A controversial blogger and an infamous Internet hacker have teamed up to release hours of covertly filmed videos targeting Planned Parenthood officials and affiliates.

The videos, which were filmed by anti-abortion activist David Daleiden and partially released this summer, had been sealed under a temporary restraining order issued by a federal judge.

But neither the blogger, Charles C. Johnson, nor the hacker, Andrew "Weev" Auernheimer, said they were worried about the legal repercussions of releasing the videos.
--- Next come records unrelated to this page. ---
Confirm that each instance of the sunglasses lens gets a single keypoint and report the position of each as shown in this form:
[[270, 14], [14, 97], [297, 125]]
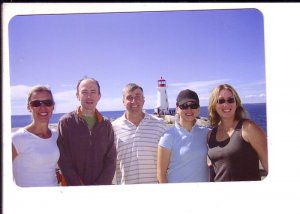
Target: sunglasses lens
[[38, 103], [231, 100], [194, 106], [221, 101], [186, 106]]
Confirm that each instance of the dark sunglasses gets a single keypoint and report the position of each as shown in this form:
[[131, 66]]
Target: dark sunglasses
[[229, 100], [186, 106], [38, 103]]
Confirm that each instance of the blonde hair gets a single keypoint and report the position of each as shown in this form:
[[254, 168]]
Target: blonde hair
[[214, 117]]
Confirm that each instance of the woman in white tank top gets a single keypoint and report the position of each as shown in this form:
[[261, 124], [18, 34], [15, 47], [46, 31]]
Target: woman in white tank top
[[34, 148]]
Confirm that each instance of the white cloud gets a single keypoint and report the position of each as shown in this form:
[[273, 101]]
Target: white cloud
[[19, 92]]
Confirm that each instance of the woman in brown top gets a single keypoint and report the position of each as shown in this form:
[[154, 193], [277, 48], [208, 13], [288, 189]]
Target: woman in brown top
[[235, 144]]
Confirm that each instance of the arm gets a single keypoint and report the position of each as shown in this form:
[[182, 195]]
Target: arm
[[14, 152], [253, 134], [163, 160], [109, 161], [65, 161]]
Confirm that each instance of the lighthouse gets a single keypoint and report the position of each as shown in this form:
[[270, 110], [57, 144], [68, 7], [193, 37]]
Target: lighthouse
[[162, 106]]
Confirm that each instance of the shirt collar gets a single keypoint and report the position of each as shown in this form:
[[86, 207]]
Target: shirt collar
[[97, 114]]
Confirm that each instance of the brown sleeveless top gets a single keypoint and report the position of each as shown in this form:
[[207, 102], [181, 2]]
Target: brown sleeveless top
[[233, 159]]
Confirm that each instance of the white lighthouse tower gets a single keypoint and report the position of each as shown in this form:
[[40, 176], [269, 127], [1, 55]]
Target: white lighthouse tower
[[162, 107]]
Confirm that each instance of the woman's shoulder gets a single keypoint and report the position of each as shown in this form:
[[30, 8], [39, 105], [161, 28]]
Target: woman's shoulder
[[18, 133]]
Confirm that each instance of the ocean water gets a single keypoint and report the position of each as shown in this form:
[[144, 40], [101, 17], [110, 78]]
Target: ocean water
[[257, 113]]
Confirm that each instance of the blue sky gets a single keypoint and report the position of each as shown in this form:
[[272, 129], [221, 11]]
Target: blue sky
[[190, 49]]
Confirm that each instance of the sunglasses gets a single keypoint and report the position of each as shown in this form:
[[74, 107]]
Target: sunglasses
[[222, 100], [186, 106], [38, 103]]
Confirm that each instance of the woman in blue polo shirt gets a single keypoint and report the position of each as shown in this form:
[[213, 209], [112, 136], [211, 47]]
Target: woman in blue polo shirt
[[182, 150]]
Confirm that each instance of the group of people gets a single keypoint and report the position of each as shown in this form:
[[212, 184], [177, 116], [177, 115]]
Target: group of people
[[138, 147]]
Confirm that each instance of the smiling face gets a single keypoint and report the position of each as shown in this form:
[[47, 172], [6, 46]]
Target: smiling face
[[41, 113], [88, 94], [134, 101], [226, 109], [188, 114]]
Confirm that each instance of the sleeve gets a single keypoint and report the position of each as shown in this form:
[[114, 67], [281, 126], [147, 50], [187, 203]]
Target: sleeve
[[65, 161], [109, 162], [117, 178]]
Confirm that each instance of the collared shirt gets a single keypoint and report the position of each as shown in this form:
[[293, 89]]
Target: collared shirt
[[188, 160], [137, 149]]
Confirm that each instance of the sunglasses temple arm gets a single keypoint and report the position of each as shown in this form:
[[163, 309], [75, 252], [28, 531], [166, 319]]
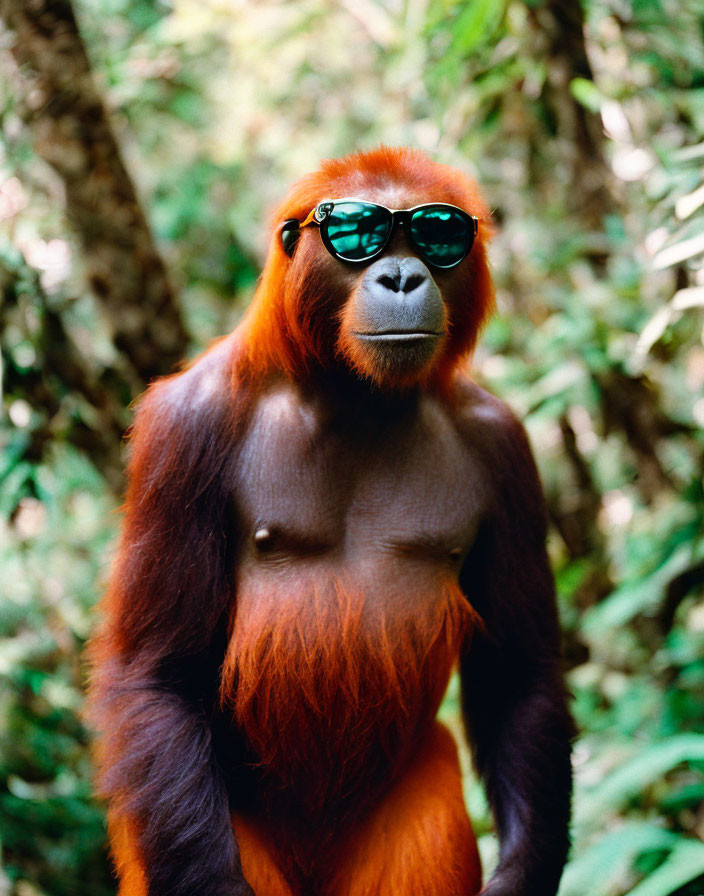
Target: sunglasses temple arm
[[310, 218]]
Johnson's site, GotNews.com, has gotten a demand letter from the National Abortion Federation's lawyers, which argues that the temporary restraining order against the Center also applies to GotNews:

(Photo from GotNews.com site.)
(Photo from GotNews.com site.)

Can that be so?

The answer, I think, has to do with whether Johnson is indeed "in active concert or participation with" the people and organizations named in the injunction. If this release is just part of an agreement between the center and Johnson to circumvent the injunction, then Johnson would indeed be bound by the injunction. (Johnson is a friend of the center's David Daleiden.)

On the other hand, if Johnson got the video—as he says he did—from an anonymous source, who he thinks might be a congressional staffer, then Johnson isn't bound by the injunction and can't constitutionally be bound by it. The mere fact that Johnson's actions frustrate the purpose of the restraining order, or accomplish the center's political purposes, can't get Johnson covered under an injunction that was issued in a case against the center, not against Johnson.
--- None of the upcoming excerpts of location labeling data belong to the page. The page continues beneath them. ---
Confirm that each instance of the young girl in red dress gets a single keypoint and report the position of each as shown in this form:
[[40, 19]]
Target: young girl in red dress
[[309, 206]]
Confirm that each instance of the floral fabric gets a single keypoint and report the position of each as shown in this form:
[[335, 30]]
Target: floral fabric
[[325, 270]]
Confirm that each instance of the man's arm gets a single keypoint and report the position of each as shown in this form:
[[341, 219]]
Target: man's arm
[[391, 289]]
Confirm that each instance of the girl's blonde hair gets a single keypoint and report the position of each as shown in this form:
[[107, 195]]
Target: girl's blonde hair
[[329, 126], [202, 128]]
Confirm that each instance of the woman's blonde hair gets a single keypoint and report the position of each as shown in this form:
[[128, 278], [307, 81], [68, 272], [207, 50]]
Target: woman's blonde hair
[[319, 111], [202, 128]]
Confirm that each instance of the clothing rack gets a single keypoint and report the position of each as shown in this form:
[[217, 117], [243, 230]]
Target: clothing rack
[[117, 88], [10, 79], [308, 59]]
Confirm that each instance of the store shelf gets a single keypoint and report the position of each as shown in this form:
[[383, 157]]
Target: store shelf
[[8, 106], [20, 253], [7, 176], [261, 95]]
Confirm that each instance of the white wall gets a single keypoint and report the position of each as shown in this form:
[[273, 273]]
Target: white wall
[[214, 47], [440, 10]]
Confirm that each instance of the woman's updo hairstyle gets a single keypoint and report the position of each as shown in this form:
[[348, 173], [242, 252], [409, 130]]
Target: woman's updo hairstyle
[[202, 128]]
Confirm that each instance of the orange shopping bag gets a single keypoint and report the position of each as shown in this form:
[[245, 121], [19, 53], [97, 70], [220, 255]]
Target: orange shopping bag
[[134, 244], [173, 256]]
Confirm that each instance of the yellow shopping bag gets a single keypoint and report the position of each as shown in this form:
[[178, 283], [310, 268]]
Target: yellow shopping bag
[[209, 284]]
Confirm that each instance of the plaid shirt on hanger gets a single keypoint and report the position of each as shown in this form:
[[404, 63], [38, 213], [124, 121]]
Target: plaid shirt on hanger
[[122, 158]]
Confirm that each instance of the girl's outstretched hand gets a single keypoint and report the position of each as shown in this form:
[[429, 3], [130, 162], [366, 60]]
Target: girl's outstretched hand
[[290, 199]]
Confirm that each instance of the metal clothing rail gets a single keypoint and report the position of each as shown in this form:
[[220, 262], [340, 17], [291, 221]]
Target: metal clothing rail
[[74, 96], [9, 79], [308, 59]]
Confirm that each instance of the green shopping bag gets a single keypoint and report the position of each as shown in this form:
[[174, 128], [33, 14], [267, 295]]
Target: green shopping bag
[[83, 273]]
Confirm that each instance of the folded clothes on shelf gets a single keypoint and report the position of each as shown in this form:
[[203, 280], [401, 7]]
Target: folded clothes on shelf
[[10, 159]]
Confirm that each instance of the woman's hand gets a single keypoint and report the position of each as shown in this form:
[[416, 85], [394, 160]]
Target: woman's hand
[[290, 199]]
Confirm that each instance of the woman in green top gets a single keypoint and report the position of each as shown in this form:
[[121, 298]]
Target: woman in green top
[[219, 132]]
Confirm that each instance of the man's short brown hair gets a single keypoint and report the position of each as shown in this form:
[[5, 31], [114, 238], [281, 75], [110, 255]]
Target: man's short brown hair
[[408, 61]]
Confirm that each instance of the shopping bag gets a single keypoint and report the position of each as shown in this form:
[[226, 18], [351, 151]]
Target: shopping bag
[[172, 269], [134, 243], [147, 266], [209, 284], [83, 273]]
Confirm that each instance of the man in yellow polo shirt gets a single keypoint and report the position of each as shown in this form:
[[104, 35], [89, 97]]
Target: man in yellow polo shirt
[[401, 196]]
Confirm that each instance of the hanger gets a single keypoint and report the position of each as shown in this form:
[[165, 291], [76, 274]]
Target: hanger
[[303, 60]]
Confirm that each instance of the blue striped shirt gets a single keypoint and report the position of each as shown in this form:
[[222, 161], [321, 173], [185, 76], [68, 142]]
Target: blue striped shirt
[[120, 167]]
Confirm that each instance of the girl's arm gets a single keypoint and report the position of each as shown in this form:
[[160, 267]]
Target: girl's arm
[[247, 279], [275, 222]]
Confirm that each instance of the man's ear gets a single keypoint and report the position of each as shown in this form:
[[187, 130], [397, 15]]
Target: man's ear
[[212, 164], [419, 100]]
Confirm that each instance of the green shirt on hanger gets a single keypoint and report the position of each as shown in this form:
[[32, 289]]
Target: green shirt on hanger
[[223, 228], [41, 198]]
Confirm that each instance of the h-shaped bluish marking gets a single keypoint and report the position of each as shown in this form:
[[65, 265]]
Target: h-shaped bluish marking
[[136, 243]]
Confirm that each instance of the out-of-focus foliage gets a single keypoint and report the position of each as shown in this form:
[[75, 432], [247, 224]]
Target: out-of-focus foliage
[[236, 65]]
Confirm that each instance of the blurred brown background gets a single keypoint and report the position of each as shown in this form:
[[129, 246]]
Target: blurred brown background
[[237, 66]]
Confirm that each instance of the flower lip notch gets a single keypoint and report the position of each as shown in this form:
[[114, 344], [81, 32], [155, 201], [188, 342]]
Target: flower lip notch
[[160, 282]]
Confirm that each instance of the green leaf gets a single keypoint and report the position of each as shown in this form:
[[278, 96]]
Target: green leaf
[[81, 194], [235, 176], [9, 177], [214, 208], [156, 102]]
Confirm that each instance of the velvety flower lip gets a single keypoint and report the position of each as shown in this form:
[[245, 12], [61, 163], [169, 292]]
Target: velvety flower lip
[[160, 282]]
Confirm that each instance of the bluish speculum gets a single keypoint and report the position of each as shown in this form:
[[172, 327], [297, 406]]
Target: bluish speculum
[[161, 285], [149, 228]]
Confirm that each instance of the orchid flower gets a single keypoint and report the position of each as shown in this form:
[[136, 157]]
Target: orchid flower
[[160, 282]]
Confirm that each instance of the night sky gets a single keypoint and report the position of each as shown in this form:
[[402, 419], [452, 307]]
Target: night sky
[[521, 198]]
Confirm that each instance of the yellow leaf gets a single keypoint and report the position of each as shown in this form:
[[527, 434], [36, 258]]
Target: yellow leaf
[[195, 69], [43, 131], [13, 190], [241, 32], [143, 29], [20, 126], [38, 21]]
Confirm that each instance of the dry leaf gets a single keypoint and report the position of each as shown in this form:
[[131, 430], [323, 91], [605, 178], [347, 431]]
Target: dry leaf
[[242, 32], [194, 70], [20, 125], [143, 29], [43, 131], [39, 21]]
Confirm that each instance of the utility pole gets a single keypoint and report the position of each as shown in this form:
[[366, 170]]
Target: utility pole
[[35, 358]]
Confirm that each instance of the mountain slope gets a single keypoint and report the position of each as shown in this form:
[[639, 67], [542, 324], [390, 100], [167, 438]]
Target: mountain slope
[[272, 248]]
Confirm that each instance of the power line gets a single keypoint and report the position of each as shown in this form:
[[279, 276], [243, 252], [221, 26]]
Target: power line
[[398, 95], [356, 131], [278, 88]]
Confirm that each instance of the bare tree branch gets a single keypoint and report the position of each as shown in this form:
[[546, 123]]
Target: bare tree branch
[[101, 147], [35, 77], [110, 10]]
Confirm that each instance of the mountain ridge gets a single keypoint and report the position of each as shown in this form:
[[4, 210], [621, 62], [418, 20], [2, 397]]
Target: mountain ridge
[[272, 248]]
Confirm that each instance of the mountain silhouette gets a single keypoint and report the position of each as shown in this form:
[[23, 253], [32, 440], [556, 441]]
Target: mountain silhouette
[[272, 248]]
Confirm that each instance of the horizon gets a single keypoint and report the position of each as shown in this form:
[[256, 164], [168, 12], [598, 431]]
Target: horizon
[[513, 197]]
The staffer might be violating his obligations to his employer. (Congress got the videos pursuant to a congressional subpoena, and my understanding is that the subcommittee didn't authorize their release.) But just as the New York Times and the Washington Post couldn't be enjoined from publishing the Pentagon Papers, which were illegally leaked by Daniel Ellsberg, so GotNews can't be enjoined from publishing the videos, even if they were improperly or even illegally leaked by congressional staffers.